Acordei suando, queimando com o sol alto, o trem de novo andava devagar, fui acordado pelo apito. A ressaca pesava minha cabeça, estava também ressecado pelo sol, a dor atrás dos olhos era de matar, o corpo todo doía. Eu espremia os olhos com a claridade, virei de costas pro sol rolando sobre as pedras, a cabeça latejando. "Deve ser Ubá". Apoiei as duas mãos e os dois pés e ergui o corpo de forma a colocar a cabeça acima da borda e olhar onde estava. A velocidade era mínima. Olhei e conseguir ler Ubá-MG numa parede. Quase ao mesmo tempo, ouvi gritos e alguém soprou um apito. O trem estacou nesse instante e eu caí de costas sobre as pedras. "Ah, caralho, putaquilpariu!" Fechei os olhos, doía tudo.
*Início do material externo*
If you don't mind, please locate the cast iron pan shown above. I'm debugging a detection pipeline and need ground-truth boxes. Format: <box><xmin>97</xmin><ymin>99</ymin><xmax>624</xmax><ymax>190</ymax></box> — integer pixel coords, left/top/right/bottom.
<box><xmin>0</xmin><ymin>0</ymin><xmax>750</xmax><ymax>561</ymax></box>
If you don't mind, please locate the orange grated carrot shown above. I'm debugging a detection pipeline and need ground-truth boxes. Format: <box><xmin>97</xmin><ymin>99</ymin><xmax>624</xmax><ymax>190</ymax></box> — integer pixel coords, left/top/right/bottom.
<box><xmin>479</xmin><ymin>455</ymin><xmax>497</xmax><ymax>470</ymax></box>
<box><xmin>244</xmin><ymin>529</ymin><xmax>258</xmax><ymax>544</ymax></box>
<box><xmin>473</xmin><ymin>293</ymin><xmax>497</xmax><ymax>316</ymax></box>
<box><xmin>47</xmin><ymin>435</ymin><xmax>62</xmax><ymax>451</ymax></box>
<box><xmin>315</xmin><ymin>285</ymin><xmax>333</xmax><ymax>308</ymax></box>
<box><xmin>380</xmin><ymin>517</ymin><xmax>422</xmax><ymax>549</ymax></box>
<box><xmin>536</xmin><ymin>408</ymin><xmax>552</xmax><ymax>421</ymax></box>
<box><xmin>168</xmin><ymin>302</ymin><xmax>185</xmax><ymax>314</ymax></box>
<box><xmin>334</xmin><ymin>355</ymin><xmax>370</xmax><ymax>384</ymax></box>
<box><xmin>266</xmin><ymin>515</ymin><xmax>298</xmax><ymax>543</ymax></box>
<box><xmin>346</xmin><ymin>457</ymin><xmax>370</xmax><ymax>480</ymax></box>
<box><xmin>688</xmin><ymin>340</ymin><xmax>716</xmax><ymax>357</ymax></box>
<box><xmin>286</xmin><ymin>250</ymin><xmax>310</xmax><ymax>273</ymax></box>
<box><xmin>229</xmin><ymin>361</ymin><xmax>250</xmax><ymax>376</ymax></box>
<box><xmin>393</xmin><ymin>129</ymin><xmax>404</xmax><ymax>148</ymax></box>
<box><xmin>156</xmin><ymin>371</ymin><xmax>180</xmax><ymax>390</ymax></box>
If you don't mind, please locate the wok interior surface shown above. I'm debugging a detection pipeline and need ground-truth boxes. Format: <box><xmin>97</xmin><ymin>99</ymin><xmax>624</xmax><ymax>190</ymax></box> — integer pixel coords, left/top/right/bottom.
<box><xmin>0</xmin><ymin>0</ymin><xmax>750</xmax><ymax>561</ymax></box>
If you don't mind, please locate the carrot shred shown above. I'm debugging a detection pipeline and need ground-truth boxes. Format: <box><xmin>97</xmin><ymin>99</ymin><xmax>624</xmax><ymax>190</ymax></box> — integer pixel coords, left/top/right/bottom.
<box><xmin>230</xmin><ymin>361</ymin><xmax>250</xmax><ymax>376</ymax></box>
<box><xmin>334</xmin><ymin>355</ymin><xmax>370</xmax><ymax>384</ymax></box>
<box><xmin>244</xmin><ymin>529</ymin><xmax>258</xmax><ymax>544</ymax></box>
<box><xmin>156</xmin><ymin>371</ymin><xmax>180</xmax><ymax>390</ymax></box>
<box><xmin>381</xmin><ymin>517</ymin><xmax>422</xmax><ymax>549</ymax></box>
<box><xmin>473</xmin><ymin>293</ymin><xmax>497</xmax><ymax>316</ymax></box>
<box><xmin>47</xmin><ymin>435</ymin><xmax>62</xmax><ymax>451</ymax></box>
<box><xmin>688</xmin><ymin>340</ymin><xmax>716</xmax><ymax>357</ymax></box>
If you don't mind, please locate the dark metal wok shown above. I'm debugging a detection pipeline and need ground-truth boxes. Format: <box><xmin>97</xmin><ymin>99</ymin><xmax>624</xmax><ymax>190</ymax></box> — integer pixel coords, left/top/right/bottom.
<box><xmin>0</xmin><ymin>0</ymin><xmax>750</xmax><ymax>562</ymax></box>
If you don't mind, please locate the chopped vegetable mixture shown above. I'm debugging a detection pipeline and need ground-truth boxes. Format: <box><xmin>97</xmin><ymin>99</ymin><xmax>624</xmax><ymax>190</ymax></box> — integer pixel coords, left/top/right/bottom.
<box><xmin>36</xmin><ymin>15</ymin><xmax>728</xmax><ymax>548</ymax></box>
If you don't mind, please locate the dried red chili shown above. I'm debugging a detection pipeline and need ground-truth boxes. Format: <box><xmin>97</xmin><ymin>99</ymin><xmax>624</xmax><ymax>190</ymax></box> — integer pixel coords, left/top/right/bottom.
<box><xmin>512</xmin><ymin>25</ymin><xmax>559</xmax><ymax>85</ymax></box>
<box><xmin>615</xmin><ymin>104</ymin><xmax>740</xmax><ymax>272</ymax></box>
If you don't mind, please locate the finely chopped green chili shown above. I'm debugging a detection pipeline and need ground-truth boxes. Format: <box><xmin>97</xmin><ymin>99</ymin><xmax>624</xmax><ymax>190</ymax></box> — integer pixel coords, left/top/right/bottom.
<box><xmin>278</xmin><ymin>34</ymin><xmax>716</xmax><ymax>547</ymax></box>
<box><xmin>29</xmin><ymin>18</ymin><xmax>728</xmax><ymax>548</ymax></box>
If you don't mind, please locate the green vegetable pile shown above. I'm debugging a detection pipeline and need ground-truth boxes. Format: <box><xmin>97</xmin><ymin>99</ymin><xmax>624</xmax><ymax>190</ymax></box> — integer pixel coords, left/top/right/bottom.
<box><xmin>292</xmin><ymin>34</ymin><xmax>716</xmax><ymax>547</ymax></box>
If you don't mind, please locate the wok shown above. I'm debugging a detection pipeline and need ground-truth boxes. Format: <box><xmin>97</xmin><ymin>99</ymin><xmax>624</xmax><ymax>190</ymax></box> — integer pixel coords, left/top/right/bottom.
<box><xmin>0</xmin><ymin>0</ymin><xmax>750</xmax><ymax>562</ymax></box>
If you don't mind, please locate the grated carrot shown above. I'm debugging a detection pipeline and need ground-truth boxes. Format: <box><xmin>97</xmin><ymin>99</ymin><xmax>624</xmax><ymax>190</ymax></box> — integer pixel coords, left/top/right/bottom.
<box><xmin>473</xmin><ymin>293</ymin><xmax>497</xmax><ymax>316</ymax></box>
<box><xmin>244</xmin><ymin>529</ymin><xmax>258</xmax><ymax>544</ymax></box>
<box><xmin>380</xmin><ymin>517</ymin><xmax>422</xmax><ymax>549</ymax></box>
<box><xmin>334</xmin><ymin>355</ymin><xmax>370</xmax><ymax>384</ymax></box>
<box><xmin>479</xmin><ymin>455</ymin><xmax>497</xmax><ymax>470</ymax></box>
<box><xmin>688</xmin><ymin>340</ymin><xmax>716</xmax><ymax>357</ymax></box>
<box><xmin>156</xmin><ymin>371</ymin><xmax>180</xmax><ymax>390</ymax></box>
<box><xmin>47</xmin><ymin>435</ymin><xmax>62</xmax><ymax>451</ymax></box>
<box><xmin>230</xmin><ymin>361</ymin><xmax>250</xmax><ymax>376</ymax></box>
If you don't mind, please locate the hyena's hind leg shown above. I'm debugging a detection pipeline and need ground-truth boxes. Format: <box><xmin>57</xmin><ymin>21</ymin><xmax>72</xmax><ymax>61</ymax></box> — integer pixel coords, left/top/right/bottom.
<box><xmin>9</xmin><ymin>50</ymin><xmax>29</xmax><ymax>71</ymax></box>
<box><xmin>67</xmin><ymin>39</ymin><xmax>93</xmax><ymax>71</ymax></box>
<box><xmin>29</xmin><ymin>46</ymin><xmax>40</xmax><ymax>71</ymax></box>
Senti que era comigo, que devia sair logo dali, mas era tudo muito pesado, cabeça, braços, pernas, mochila... fui me aprumando, consegui colocar a mochila, cada movimento doía, a cabeça latejava, os olhos lacrimejavam, até os dedos doíam. Estiquei o braço na direção da banca, consegui segurar a alça quando ouvi "parado!" Fiquei imóvel, virei a cabeça devagar na direção do grito. O guarda me apontava uma pistola, por cima da borda, na escada do vagão da frente. "Pega essas merda e desce a escada!" Concordei com a cabeça, puxei a banca, peguei o painel e fui. No chão, bem na frente da escadinha, outro guarda me apontava outra pistola do mesmo tipo. "Desce devagar!" Eu não tinha outra maneira pra descer, tinha que ser devagar mesmo. Reparei no uniforme, Polícia Ferroviária Federal. Nem sabia que existia essa polícia. Bueno, digamos assim, estava conhecendo agora.
Fomos caminhando, passando trilhos, até a base deles, na estação, um do lado e outro atrás, os dois de armas na mão. Dentro era escuro, pra quem vinha do sol alto, mandaram sentar numa cadeira e começaram a perguntar, de onde vinha, como tinha entrado no trem, eu contava tudo, com a maior naturalidade, o trem passou na minha frente, eu esperava amanhecer pra pegar a estrada, ouvi que a composição ia pra Ubá, nem sabia que era proibido pegar carona num vagão. Eu passava mal, pedia água, ressecado. "Água é o cacete!" era a resposta. Eles pareciam não se conformar, queriam alguma coisa mais grave, mas não tinha. Gritavam. Eu não reagia, falava baixo, mesmo com eles gritando, mesmo sentindo as pancadas, dizia "precisa mesmo disso?" e olhava nos olhos deles. Acho que cansaram de mim, eu não era mesmo nenhuma ameaça. Não me deram água, por mais que eu pedisse. Eles saíram, conversaram, voltaram e ameaçaram, "da próxima vez, vai ficar aqui, na cela, e tem processo federal, sabia?" Eu não sabia, mas sabia que eles estavam prestes a me soltar, aquilo era só o epílogo. Continuei na mesma, calmo, com cara de enjôo, me sentindo meio morto, cabeça pesada, doendo, garganta seca, falando muito baixo. A senha de saída, afinal, "some daqui!" foi dita com a porta aberta, não precisei falar mais nada, peguei minhas coisas e saí pra luz ofuscante do sol de duas ou três da tarde.
Matei minha sede na torneira do jardim em frente à estação ferroviária. Depois andei um pouco pela cidade, encontrei uma obra abandonada, entrei e dormi até tarde da noite. Acordei com mais disposição, saí, tomei mais água e perambulei até achar um bar.